My painting Banner at Thomas Deans Fine Art in Atlanta
My painting Banner, oil on panel, 24 x 18", 2014 is in the new group exhibition Summer Pleasures at Thomas Deans Fine Art in Atlanta. There is an opening reception Friday, June 13 from 6-8 p.m. The show runs through Aug. 2, 2014. It is a painting based entirely on memory. And it comes with some history. As I often do I worked out this image over the course of years.
Below is the initial version, an oil on panel from 2008 measuring 10 x 7 1/2". And it too stemmed from events farther back. About ten years ago my wife Alice and I went on a painting excursion to northern Vermont. One morning I got rained out from working with my portable easel in the field but found a wonderful alternative view from the breakfast room of our B&B in Burlington. Situated on a hill, it looked out on a towering pine that framed a distant view of Lake Champlain and the even more distant Adirondack Mountains of New York.

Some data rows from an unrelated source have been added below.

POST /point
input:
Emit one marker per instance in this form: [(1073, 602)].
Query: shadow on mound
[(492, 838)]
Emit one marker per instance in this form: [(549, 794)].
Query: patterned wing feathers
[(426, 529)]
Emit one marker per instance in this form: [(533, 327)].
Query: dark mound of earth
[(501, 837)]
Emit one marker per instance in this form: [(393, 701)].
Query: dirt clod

The pine just spoke to me. It had a broken rhythm of shapes and empty intervals that suggested its surviving decades of northern winters. I make drawings of things like this- so often they surpass in richness even the most inventive thing we create in our minds. We'd be foolish not to take them in, study and enjoy them. So I set up in the breakfast room and made a vine charcoal drawing that served as a basis for this small oil.
The far distance came from another of my memories. Way back in 1975 I visited Cape Cod for the first time. Previously I had known its distinctive topography only through the paintings Edward Hopper had made there. I had always found them slightly odd. But seeing it in person I realized Hopper was more than anything truthful to the spirit of the place. I was transfixed by the landscape of the Cape's enormous sand dunes. In particular the monumental silhouette of Lieutenant Island in Wellfleet, just offshore from the cabin I had rented with friends, delighted my eye and found a permanent home in my imagination. It seemed the perfect backdrop for my evolving Banner painting.
I'm sometimes asked what a painting like Banner is about or what it means. A lot of things, of course, but I'd be kidding if I didn't admit to much speculating on just that over the months I worked on these pieces.
The juxtaposition of the upward thrusting tree against the dense earthbound distant dune is really the heart of the piece. They speak of the curious dance we all do between the moving and changing parts of our lives and what stays unchanging and gives us a foundation for everything else.
Is it clouding over and about to storm or is the overcast breaking open and just about to let the low sunlight blast down upon our foreground tree? I like to imagine it both ways. And the tree itself is far from densely verdant. Instead it seems to have weathered its share of years and storms. Maybe from that it derives a kind of hard won beauty.